Islamabad: US ally Pakistani President Pervez Musharraf is expected to fly to Kabul this weekend to attend a key gathering of Pakistani and Afghan politicians and tribesmen discussing ways to combat al-Qaeda and Taliban attacks.
Musharraf had pulled out of the four-day joint jirga, or council, which began on Thursday, citing pressing engagements at home. His absence was seen as a blow to the meeting, already hit by a boycott by some Pakistani tribal elders.
But Musharraf agreed “in principle” to address the concluding session of the jirga this weekend after receiving a call from Afghan President Hamid Karzai, the Pakistani foreign ministry said.
“President Karzai said that the President’s personal participation would be a source of support and encouragement for the Jirga process,” the ministry said in a statement late on Friday.
Hours after calling off the visit to Kabul on Wednesday, reports swept across Pakistan that Musharraf, passing through the toughest patch of his eight-year rule, planned to impose emergency rule.

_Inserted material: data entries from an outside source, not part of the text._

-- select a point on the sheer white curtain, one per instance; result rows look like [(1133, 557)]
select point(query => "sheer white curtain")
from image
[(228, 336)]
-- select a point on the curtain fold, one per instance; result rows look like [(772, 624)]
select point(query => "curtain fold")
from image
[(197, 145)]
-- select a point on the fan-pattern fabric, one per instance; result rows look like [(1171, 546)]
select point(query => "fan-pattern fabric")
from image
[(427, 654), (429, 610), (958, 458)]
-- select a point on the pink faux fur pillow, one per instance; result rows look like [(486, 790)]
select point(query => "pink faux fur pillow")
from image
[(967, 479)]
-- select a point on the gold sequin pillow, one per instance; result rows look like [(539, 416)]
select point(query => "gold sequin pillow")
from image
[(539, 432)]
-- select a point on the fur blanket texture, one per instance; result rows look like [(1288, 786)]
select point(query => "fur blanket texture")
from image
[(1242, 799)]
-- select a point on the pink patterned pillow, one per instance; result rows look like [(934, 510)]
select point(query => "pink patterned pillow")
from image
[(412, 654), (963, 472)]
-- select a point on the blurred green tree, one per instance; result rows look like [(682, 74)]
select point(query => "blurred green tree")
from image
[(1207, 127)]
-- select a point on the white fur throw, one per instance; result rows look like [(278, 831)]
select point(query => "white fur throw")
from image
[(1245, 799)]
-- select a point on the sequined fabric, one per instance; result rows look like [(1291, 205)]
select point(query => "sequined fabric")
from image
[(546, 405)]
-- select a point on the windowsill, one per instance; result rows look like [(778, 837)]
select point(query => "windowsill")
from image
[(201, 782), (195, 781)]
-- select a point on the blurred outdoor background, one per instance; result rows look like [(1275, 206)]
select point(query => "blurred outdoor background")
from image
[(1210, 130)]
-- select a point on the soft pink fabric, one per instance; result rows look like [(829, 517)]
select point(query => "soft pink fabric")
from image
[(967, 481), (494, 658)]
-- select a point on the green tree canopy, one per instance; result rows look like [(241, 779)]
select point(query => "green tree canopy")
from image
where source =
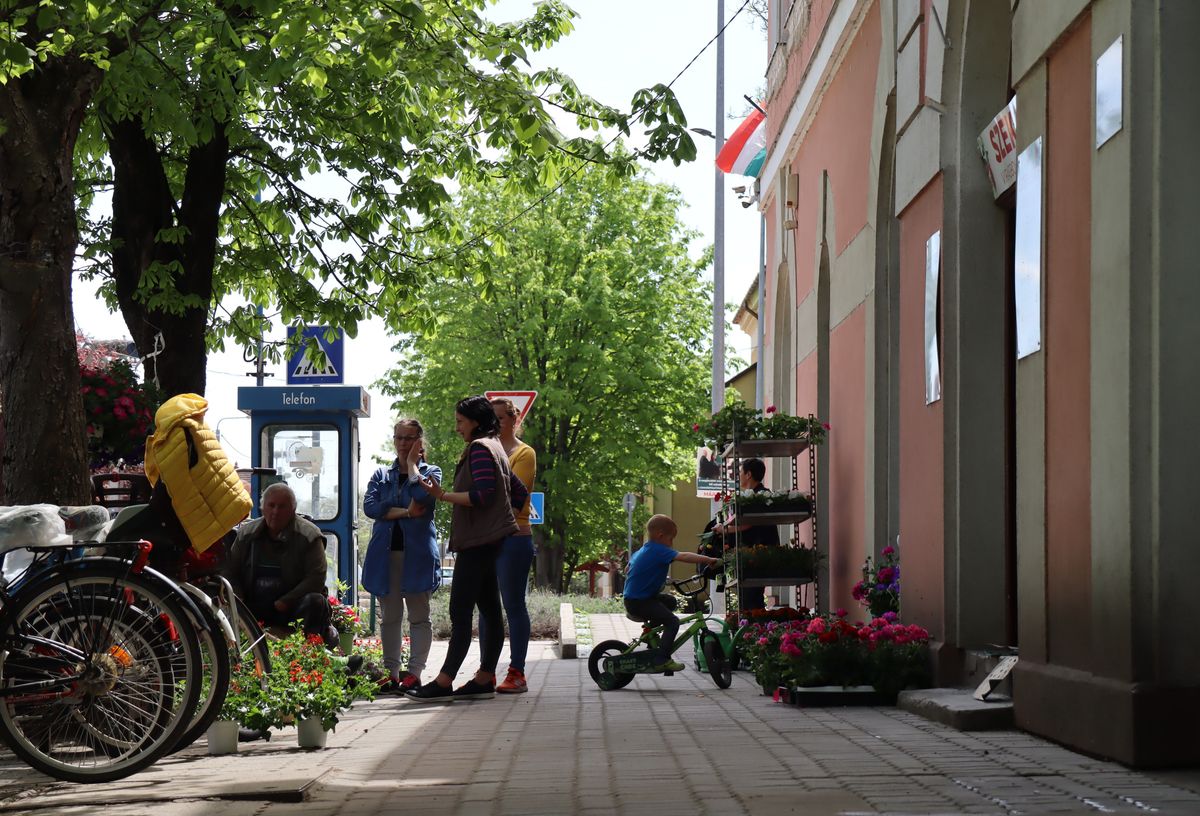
[(208, 120), (593, 303)]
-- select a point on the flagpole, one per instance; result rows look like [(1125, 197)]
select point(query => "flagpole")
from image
[(719, 225)]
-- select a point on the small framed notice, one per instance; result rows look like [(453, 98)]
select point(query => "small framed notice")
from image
[(996, 677)]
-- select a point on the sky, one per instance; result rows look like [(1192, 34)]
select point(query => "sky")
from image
[(617, 47)]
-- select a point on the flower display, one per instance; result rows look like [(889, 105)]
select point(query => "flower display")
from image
[(305, 681), (880, 588), (737, 419), (773, 501), (346, 618), (832, 651), (769, 562), (119, 412)]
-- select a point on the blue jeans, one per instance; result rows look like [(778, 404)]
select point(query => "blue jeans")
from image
[(513, 574)]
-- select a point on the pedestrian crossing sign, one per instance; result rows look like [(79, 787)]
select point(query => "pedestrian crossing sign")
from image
[(325, 369), (537, 508)]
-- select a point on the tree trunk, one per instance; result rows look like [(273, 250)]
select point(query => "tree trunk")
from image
[(143, 205), (550, 556), (45, 456)]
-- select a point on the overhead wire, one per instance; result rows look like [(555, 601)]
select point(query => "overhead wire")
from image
[(571, 174)]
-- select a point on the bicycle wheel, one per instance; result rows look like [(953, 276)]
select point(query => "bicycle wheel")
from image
[(216, 671), (251, 637), (95, 672), (606, 679), (715, 660)]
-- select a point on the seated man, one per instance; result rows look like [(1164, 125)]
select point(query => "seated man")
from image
[(277, 567)]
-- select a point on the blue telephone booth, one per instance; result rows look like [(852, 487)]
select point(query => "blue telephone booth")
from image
[(310, 435)]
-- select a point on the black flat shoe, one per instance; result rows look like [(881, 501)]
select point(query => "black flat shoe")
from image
[(473, 690), (431, 693)]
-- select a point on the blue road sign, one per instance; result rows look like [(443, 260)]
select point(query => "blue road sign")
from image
[(304, 371), (537, 508)]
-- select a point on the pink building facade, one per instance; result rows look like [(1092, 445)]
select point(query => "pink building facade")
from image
[(1007, 367)]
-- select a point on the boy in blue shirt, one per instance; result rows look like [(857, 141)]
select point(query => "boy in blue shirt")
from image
[(647, 573)]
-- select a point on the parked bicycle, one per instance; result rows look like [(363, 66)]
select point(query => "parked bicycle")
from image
[(100, 663)]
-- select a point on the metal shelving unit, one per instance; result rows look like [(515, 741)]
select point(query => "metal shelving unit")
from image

He faces growing bomb and suicide attacks by Islamist militants across the country after a bloody assault on Islamabad’s Red Mosque, a militant stronghold, last month.
In another blow to Musharraf, the Supreme Court has reinstated the country’s chief justice after the president tried to sack him in March.
Musharraf rejected calls for imposing the emergency rule after consulting his aides on Friday. US Secretary of State Condoleezza Rice also telephoned Musharraf and discussed political developments in Pakistan.
Late last year, Musharraf and Karzai agreed to call a joint jirga to bring together the two often feuding, but important US allies to seek a common strategy against al -Qaeda and the Taliban.
Afghan officials often accuse Pakistan of harbouring Taliban and al-Qaeda fighters in order to keep its neighbour weak.
Musharraf has also been under mounting US pressure to step up action against militants in Pakistan’s border regions with Afghanistan.
Some US politicians suggested US strikes inside Pakistan, drawing a sharp rebuke from Islamabad.
Pakistan has repeatedly ruled out allowing foreign troops to operate in its territory and said its forces are fully capable of deal with the militants.
Analysts and diplomats warned against high expectations from the jirga, saying it was just a first step towards a unified approach to combating militants who threaten security in both countries.
A jirga is a traditional meeting among the Pashtun tribes that live on both sides of the border, where elders rule by consensus to try to settle disputes peacefully.